SERVIZIO PER LA PROMOZIONE DEL SOSTEGNO ECONOMICO ALLA CHIESA CATTOLICA
della Conferenza Episcopale Italiana

In arrivo su TV2000 due spot sui sacerdoti

Prendendo spunto dalle belle storie di sacerdoti pubblicate ogni mese sul sito insiemeaisacerdoti.it e sul relativo canale youtube, abbiamo chiesto al regista e autore dei video, Giovanni Panozzo, di condensare ogni storia in un breve spot da 30 per promuovere le Offerte deducibili nei mesi di ottobre, novembre e dicembre su TV2000. Nel mese di […]
28 Settembre 2020

Prendendo spunto dalle belle storie di sacerdoti pubblicate ogni mese sul sito insiemeaisacerdoti.it e sul relativo canale youtube, abbiamo chiesto al regista e autore dei video, Giovanni Panozzo, di condensare ogni storia in un breve spot da 30 per promuovere le Offerte deducibili nei mesi di ottobre, novembre e dicembre su TV2000.

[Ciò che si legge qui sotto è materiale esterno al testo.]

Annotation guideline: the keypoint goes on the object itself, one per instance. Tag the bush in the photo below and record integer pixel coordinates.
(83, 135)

Nel mese di ottobre vedremo le storie di Nembro e di Milano.

A Nembro la storia di due sacerdoti, don Matteo Cella e don Antonio Guarnieri che hanno vissuto vicino alla loro gente il dramma dell'esplosione della pandemia, e a Milano la storia di un parroco, don Giuseppe Facchineri, che vive la quotidianità facendosi prossimo alle persone della sua comunità a lui affidate.

Sanno che tutti i giorni io ci sono

“Da quando sono prete ho deciso che per me è normale farmi disturbare. Sanno che tutti i giorni io ci sono.”
Nella periferia sud-est di Milano – vicino agli insediamenti industriali della Montecatini, alla stazione di Rogoredo e al bosco – don Giuseppe è una presenza vivace.
Entusiasta e determinato, crede nel significato più puro della parola “parrocchia”: stare in mezzo alla vita.

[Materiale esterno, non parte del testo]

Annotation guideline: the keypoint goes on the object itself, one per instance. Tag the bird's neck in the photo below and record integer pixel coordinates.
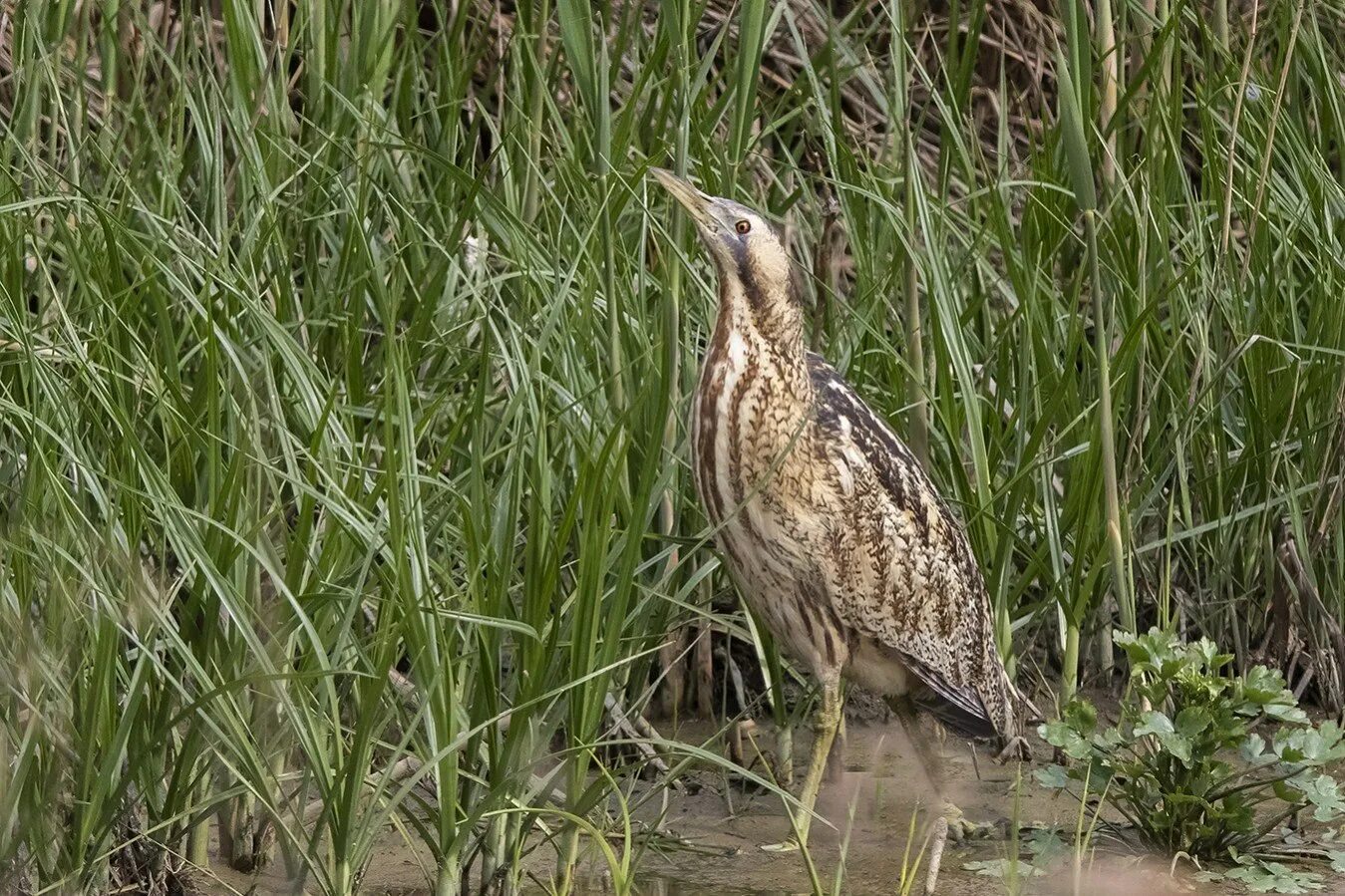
(771, 327)
(762, 345)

E lui di vita ne vede tanta. Incontra le famiglie, mangia con loro, le coinvolge nella sua passione per i mosaici: la bellezza imperfetta che può nascere dagli scarti. Insieme ai suoi collaboratori, si impegna a educare bambini e ragazzi al rispetto dei compagni, dell’ambiente, degli spazi comuni.

In via Lungheria, un quartiere con un passato ferito, le persone rispondono, danno il cuore, la chiesa è un punto di riferimento per tutti, anche i non credenti. Tutti sono compagni di strada.
All'ingresso della chiesa, poco prima dell'inizio della messa, don Giuseppe saluta a uno a uno i suoi parrocchiani: “Così saprò a chi devo fare la predica”, dice sorridendo.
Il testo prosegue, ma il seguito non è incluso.